A RESEARCHER carrying out tests on Dibden Bay's mudflats had to be rescued - after becoming stuck in the mud.

The public inquiry into plans for a new container terminal at the site has this week been dealing with the issue of silt being dredged from the bay and then deposited on marshes between Hythe and Fawley.

But when he gave his evidence on the testing work, civil engineer Kim Candler told the inquiry just how soft the mud could be.

A consultant on a range of aspects including groundworks and land reclamation, he said: "There was one area where a colleague of mine was up to mid-thigh in a very short time and we had to drag him back."

Shortly after that revelation, he was cross-examined by English Nature counsel Graham Machin, who said he had also had an alarming experience himself in finding out just how soft and dangerous the mud was. English Nature, the government's conservation watchdog, is one of the groups objecting to the bay plan and to the pumping of dredgings on to the marshland.

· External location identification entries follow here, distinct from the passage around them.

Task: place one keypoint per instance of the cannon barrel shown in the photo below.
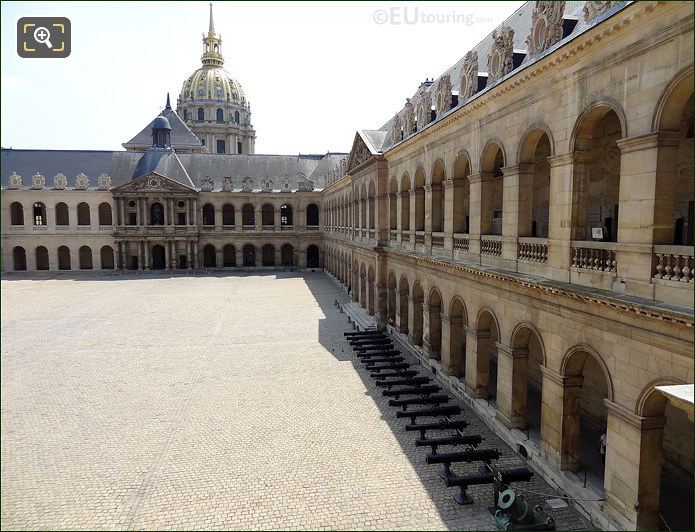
(472, 455)
(505, 477)
(367, 341)
(455, 439)
(448, 410)
(394, 366)
(470, 480)
(395, 374)
(442, 424)
(412, 390)
(358, 334)
(404, 381)
(385, 360)
(426, 400)
(364, 357)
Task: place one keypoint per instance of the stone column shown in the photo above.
(512, 372)
(451, 216)
(119, 255)
(633, 466)
(560, 213)
(648, 177)
(516, 209)
(477, 367)
(476, 210)
(429, 193)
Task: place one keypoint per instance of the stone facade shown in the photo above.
(530, 245)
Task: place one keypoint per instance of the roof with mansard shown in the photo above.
(266, 172)
(182, 138)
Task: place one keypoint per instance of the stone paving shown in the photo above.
(215, 402)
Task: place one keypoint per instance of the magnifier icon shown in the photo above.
(42, 35)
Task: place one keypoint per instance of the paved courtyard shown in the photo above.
(153, 402)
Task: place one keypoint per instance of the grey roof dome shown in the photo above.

Mr Machin told the in-quiry that the terminal project involved dredging 13 million cubic metres of materials with about 20 per cent being used to build up the level of the marshes.

But after indicating that the recharging of the marshes was likely to take around four years, he was quizzed by the inquiry's deputy inspector Andrew Phillipson.

Mr Phillipson suggested that because of the way the work was being done and the three-kilometre length of coastline involved, it was more likely to take 10 years.

The inquiry, set to last until mid-November, will resume on Tuesday when experts employed by the main objectors, including English Nature, Hampshire County and New Forest District Councils and the Environment Agency begin giving their evidence.